Mi piaceva l’idea di sublimare anche io questo momento, questo fascio di sensazioni…i piedi fasciati dalle incredibili babbucce che A. mi ha mandato dall’Italia –mioddio come sono pelose e bellissime, come le ho detto mi sento a pretty girl quando le indosso– e che adoro, le ossa indolenzite, la stanza invasa dall’aroma iris del profumatore che ho inavvertitamente rovesciato sul tavolo, la testa che pulsa, il confuso groviglio di idee e propositi e piccoli rimpianti.

QSN, l’untore, il padrone della mia influenza, è chiaramente off limits per i festeggiamenti di oggi, ed è un peccato, perché avevo ricevuto un bell’invito e avevo in serbo tutta una serie di cosine carine mentre aspettavamo la mezzanotte. Non mi posso tuttavia lamentare…non ricordo altre persone con cui mi sia ritrovata a passare venti minuti in piedi in cucina, accoccolata tra le sue braccia, ad alternare lezioni di italiano, baci, risate e strofinamenti di nasi quando invece avrei dovuto scappare a prendere il bus.

Diciamocelo, per essere un umano QSN passa troppo tempo a strofinare la sua testa contro la mia.

adoro il modo in cui il mio collega J mi ha guardato entrare in negozio ieri e ha sogghignato qualcuno ha avuto la sua colazione oggi. Quando vedo QSN ho la felicità stampata addosso per l’intera giornata

Se ci fosse da fare un bilancio, comunque, non potrebbe che essere positivo.

 

Durante quest’anno ho iniziato un lavoro nuovo, imparando non solo un mestiere di cui non sapevo nulla e con una montagna infinita di nozioni e dati ma abbattendo anche la barriera tra me e la gente inglese e migliorando drasticamente la mia padronanza della lingua.

Ho iniziato l’anno vivendo con una famiglia inglese e lo termino nella mia stanza, da sola, con meno soldi ma più spazio per me e più consapevolezza di quel che significa traslocare e vivere da sola.
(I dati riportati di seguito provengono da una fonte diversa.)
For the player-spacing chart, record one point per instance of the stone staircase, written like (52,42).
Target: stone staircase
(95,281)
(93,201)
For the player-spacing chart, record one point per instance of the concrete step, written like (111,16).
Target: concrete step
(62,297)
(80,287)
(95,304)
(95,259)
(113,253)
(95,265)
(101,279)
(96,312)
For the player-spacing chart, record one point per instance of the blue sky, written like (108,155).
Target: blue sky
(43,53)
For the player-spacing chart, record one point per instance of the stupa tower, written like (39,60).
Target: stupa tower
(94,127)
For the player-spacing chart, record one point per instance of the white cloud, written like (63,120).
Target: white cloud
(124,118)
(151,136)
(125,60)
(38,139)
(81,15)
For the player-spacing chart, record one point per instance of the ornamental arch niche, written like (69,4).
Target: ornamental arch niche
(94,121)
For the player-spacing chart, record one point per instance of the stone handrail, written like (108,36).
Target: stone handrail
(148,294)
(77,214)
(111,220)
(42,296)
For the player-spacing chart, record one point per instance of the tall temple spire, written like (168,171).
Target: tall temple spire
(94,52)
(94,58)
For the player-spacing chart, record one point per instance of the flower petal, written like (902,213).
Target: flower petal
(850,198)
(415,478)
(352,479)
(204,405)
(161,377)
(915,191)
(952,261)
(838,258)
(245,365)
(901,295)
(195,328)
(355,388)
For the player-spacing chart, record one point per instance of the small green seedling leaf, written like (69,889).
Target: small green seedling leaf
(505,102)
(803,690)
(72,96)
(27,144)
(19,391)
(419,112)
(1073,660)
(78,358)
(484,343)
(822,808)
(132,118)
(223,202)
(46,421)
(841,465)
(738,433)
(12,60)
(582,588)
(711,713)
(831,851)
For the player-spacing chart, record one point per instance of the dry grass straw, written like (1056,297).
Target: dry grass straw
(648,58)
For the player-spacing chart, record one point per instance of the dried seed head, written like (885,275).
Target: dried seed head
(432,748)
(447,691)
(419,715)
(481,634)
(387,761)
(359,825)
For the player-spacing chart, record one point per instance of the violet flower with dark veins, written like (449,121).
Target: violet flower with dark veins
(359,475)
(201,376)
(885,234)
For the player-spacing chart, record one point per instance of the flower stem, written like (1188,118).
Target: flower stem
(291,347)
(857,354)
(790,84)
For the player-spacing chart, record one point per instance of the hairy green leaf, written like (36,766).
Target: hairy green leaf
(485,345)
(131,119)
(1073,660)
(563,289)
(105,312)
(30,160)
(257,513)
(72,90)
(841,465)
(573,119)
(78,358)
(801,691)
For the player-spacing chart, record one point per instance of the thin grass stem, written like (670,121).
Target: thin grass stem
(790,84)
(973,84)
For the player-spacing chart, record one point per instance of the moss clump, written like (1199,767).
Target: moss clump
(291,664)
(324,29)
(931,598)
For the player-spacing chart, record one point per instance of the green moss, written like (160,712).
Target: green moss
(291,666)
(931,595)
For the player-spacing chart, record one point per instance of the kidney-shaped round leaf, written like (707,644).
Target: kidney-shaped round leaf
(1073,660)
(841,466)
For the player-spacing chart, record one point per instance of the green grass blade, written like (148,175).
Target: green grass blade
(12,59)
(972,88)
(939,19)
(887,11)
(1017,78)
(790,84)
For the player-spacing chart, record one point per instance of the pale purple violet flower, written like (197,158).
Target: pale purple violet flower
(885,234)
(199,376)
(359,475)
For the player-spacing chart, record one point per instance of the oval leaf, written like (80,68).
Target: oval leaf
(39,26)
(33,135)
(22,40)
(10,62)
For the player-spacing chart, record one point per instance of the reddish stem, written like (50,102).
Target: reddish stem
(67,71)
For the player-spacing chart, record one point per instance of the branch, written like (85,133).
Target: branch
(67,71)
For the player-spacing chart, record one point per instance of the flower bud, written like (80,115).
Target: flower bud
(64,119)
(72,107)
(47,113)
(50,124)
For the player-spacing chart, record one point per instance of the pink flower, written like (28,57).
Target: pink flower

Un anno fa osservavo con occhio critico lo sfilacciarsi della mia storia con Verde Acqua, lo guardavo tornare in Italia e perdersi, ce lo mandavo io stessa con il tremendo dolore di qualcuno costretto ad allontanare la persona a cui tiene di più.

oggi, per quel che ne so, Verde Acqua è esattamente dove l’ho lasciato…segno che in qualche modo, per quanto dolorosa, forse è stata la scelta giusta

Oggi sono ancora immersa nello stupore generato dalla proposta di QSN, se vuoi una relazione seria proviamoci, una persona che ha cambiato continente per inseguire i propri sogni, che si rifiuta di lasciarmi lavare i piatti, che si ferma nel bel mezzo di cose per dirmi che ho degli occhi meravigliosi.

pausa di 23 minuti in cui mi perdo a pensare alle cose incredibili che si possono dire di QSN

Tutto ciò per dire quanto distante sono da dov’ero 12 mesi fa…

…tutto ciò per pensare a quanto distante potrei essere tra 12 mesi.